Flux: Support JSON manifest files

Created on 16 Jan 2020  路  8Comments  路  Source: fluxcd/flux

Describe the bug
When deciding what files to pass to kubectl, flux ignores .json files in its target repository/branch/path.

To Reproduce
Set up a cluster with flux. Add a valid namespace manifest file such as the one below to the target git repo/branch/path and name it *.json

{
  "apiVersion": "v1",
  "kind": "Namespace",
  "metadata": {
    "namespace": "test-namespace"
  }
}

Expected behavior
Flux should pick up this file and apply it to the cluster under management.

What actually happens
Flux notices that the git repo has changed, and re-runs kubectl, but omits the JSON file from the things it passes to kubectl's stdin.

Additional notes
.yaml, .yml and .json files are all accepted by kubectl, and flux should mirror this behaviour.

enhancement help wanted

Most helpful comment

This is a false limitation and should be fixed :)

_Should_ is subjective, but I will happily accept a PR.

All 8 comments

Flux doesn't support json, just yaml files.

@2opremio I noticed :) Is there any underlying reason why that is?

@bricef Flux needs to parse and modify Kubernetes manifests, for this reason only YAML is supported as the patching is done with a library specialised in YAML only.
Ref:

Ah, I mentioned it since you opened a bug and not a feature request.

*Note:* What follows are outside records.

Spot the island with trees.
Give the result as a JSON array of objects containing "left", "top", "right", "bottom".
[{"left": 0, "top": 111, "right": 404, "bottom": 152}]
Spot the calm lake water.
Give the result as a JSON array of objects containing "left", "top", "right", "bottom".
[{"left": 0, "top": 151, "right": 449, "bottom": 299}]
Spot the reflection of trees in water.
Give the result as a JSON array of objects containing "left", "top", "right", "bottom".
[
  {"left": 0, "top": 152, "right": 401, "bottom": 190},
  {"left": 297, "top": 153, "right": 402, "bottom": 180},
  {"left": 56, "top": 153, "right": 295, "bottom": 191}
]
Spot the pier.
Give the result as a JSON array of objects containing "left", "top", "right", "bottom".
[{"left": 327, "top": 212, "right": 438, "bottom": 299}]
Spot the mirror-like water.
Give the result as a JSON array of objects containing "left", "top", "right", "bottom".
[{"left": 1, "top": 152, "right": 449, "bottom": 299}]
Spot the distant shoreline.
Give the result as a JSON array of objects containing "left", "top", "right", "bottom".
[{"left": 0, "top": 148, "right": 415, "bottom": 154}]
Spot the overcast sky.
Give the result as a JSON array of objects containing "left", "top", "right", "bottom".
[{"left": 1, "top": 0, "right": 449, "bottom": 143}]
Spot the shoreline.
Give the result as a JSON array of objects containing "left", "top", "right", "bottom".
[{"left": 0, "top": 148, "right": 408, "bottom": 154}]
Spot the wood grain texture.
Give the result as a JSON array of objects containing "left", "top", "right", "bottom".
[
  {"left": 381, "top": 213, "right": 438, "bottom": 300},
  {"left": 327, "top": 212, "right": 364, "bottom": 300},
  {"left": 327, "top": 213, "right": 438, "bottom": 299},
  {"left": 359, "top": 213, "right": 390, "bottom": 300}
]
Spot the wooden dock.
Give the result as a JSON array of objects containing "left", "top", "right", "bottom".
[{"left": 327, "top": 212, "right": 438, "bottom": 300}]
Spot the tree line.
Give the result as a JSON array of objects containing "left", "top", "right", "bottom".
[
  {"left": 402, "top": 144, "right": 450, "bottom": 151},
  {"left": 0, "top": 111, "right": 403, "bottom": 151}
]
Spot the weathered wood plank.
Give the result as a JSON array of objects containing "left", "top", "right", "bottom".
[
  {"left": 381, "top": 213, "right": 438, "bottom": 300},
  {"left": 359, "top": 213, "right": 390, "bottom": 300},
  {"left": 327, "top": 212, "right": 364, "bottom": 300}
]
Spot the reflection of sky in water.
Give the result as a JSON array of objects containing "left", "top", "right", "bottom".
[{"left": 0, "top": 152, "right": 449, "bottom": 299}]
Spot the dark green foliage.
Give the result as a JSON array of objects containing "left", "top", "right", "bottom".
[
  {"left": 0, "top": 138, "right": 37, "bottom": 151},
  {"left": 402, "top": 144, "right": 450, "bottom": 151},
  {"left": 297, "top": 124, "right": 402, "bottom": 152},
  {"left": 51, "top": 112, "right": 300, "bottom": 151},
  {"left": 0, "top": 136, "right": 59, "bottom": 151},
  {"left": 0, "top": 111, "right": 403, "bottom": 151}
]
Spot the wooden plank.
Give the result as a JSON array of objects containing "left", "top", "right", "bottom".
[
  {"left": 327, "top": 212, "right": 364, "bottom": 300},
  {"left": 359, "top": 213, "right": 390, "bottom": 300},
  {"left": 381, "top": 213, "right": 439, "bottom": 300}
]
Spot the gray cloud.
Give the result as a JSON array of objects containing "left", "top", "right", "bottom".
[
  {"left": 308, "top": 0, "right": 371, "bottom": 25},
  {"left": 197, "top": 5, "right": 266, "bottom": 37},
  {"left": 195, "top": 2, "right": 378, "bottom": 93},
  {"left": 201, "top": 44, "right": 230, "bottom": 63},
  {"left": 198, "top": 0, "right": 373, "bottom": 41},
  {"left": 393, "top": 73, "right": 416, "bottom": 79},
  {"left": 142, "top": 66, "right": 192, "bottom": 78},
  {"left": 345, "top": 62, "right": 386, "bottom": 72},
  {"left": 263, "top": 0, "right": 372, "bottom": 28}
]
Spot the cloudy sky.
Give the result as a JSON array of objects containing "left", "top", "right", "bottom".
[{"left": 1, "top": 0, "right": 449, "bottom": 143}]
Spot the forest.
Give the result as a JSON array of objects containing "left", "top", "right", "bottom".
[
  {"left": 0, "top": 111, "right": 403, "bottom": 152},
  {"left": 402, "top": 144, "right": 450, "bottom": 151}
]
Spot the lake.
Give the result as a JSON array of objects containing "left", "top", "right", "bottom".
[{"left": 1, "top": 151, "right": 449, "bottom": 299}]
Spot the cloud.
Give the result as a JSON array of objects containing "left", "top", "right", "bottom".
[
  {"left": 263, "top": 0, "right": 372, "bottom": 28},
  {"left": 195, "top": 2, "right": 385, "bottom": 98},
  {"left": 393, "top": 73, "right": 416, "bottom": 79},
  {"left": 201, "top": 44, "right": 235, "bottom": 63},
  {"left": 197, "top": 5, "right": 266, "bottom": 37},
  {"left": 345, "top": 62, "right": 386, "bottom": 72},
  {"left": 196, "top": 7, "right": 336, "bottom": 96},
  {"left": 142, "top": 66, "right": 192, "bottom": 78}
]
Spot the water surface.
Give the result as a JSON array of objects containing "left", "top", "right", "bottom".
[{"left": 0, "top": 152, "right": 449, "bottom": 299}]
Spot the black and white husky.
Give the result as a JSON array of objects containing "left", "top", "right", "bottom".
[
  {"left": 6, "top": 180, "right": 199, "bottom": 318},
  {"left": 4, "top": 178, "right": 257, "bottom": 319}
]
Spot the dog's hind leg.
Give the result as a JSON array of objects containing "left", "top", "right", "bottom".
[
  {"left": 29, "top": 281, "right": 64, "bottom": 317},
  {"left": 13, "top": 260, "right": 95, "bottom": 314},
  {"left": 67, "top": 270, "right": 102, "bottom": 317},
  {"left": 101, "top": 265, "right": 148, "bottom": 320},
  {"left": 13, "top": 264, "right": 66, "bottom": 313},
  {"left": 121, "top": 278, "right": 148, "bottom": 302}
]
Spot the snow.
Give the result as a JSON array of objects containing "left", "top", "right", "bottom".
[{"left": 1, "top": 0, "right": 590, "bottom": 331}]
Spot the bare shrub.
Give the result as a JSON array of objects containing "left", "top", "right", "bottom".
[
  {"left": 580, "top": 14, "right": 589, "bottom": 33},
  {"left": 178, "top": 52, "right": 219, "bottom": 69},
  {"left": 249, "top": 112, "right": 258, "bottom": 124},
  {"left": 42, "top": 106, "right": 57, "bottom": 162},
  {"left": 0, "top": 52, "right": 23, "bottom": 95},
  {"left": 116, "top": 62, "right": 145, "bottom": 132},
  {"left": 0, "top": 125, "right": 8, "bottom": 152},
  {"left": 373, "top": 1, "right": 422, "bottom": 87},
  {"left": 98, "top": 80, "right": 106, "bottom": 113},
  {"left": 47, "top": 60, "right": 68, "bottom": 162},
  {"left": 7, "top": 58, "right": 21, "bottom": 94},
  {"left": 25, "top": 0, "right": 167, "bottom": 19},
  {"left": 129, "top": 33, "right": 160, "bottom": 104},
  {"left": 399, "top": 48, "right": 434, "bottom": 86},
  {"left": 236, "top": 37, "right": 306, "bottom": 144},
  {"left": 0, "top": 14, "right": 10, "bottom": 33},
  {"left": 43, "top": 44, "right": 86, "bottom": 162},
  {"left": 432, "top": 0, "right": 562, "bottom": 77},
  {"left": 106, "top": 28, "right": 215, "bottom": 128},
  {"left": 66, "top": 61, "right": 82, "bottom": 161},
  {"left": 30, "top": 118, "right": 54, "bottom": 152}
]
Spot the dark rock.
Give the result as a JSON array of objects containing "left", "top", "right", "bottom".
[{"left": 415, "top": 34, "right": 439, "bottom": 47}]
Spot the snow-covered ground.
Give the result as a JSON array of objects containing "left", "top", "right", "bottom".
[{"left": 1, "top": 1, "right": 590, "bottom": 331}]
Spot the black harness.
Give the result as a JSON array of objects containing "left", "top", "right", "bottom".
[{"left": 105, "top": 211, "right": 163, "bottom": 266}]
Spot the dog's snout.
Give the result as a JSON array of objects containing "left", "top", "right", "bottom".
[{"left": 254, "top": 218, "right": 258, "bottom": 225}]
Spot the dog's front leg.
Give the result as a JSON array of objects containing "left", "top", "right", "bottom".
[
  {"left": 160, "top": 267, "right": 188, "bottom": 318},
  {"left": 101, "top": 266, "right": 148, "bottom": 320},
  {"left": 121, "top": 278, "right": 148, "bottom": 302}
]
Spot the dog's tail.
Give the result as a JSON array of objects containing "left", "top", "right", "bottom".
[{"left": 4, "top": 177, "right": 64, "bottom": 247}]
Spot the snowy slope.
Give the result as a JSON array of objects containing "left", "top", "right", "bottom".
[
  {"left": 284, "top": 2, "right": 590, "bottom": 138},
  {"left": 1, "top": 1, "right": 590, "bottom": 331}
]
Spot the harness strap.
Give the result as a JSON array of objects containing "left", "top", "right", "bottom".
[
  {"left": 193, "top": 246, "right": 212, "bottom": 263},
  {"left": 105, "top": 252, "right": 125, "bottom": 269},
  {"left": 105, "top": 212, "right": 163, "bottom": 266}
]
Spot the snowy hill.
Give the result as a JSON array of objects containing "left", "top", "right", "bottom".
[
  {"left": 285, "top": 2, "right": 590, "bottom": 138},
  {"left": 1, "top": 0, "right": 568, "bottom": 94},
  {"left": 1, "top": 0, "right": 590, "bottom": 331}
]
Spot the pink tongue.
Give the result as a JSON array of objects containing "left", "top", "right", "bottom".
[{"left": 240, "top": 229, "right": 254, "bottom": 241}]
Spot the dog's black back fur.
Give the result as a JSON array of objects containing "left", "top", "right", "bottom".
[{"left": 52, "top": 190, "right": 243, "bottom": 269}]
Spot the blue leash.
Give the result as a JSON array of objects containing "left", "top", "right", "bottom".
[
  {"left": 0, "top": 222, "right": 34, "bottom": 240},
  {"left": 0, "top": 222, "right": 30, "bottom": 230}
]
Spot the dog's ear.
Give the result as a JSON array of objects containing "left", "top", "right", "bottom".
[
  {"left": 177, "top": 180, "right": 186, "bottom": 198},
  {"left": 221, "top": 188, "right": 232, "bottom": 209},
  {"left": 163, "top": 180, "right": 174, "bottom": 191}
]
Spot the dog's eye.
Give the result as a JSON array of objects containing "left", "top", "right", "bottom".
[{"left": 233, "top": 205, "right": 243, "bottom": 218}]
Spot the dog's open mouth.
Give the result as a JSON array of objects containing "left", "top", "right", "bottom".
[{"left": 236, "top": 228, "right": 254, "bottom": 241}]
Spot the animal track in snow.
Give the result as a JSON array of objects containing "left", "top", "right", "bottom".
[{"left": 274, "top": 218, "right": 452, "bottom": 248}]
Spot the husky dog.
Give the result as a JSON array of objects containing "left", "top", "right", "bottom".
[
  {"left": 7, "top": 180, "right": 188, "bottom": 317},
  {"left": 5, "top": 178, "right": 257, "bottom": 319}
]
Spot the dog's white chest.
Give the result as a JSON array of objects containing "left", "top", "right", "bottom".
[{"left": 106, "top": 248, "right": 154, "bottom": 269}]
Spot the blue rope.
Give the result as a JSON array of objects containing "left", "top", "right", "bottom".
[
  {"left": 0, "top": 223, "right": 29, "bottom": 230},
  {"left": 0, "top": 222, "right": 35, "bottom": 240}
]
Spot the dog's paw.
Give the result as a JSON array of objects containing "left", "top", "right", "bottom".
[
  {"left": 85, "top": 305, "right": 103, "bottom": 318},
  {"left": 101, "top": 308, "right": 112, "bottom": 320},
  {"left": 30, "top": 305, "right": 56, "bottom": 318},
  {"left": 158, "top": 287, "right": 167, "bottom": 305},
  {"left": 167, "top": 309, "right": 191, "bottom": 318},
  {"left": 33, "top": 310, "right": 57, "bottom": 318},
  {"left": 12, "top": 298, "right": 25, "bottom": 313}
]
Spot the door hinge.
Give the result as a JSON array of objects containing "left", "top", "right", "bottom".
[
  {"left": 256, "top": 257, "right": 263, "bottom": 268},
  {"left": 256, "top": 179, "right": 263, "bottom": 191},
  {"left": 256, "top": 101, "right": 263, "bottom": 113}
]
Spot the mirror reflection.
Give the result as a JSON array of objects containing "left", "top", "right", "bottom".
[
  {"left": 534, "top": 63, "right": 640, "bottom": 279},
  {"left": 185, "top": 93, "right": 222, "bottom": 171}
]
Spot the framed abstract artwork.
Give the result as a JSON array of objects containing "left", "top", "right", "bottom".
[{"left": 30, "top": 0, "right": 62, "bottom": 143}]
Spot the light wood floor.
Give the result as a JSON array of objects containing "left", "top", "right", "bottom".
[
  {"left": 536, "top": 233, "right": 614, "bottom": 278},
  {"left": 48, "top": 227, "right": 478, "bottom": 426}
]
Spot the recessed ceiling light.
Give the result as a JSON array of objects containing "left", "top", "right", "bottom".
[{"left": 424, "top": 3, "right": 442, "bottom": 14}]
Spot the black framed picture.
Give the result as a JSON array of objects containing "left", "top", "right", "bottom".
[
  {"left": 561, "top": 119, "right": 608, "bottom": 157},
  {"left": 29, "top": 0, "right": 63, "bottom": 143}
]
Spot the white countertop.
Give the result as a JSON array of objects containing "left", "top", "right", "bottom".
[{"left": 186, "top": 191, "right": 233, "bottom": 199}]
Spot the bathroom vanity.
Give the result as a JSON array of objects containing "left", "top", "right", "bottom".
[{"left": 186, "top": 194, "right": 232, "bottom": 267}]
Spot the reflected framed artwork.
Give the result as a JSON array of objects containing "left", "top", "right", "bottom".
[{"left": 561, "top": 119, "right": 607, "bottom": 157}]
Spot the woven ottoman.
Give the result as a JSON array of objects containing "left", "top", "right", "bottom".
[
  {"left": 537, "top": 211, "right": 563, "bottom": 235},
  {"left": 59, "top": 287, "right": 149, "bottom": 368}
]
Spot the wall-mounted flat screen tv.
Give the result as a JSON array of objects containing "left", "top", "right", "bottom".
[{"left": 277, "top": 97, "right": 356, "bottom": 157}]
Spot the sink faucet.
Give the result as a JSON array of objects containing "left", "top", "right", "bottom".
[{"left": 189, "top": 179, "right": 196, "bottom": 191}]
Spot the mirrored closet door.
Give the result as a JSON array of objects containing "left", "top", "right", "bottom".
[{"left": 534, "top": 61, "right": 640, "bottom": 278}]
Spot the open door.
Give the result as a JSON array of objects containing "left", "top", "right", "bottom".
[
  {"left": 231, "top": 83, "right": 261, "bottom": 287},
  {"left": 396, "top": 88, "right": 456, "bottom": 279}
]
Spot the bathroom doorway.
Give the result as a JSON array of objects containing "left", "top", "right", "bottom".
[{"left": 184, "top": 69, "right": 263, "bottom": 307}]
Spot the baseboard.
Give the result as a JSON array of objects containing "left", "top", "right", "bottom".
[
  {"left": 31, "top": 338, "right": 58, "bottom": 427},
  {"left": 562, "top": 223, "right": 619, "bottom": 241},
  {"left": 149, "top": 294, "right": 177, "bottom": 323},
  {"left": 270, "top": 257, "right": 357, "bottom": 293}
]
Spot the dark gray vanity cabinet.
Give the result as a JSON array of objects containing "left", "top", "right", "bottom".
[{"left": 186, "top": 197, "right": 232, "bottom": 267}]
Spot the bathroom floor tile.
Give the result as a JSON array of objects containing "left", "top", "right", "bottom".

Legacy reasons. There isn't enough explicit community demand either (or they silently accept the status quo). It comes up from time to time but not enough to justify the effort, given the constrained manpower.

Well, we maintain kubeyaml because we want to preserve comments, see #2660 . JSON doesn't have that _problem_, making things easier.

I guess that's the reason why the community prefers YAMLs too.

@stefanprodan Valid JSON is also valid YAML, and can be parsed as such since YAML is a JSON superset. Kubeyaml should work with json files without issue. In fact, I just tried the underlying ruamel.yaml library with JSON and it works fine:

>>> from ruamel.yaml import YAML
>>> yaml=YAML()
>>> json="""
... {"menu": {
...   "id": "file",
...   "value": "File",
...   "popup": {
...     "menuitem": [
...       {"value": "New", "onclick": "CreateNewDoc()"},
...       {"value": "Open", "onclick": "OpenDoc()"},
...       {"value": "Close", "onclick": "CloseDoc()"}
...     ]
...   }
... }}
... """
>>> yaml.load(json)
ordereddict([('menu', ordereddict([('id', 'file'), ('value', 'File'), ('popup', ordereddict([('menuitem', [ordereddict([('value', 'New'), ('onclick', 'CreateNewDoc()')]), ordereddict([('value', 'Open'), ('onclick', 'OpenDoc()')]), ordereddict([('value', 'Close'), ('onclick', 'CloseDoc()')])])]))]))])
>>>

This is a false limitation and should be fixed :)

This is a false limitation and should be fixed :)

_Should_ is subjective, but I will happily accept a PR.

I'm not sure I would trust ruamel to output valid JSON given a JSON input. JSON-is-YAML works in your favour for the input, but not the output.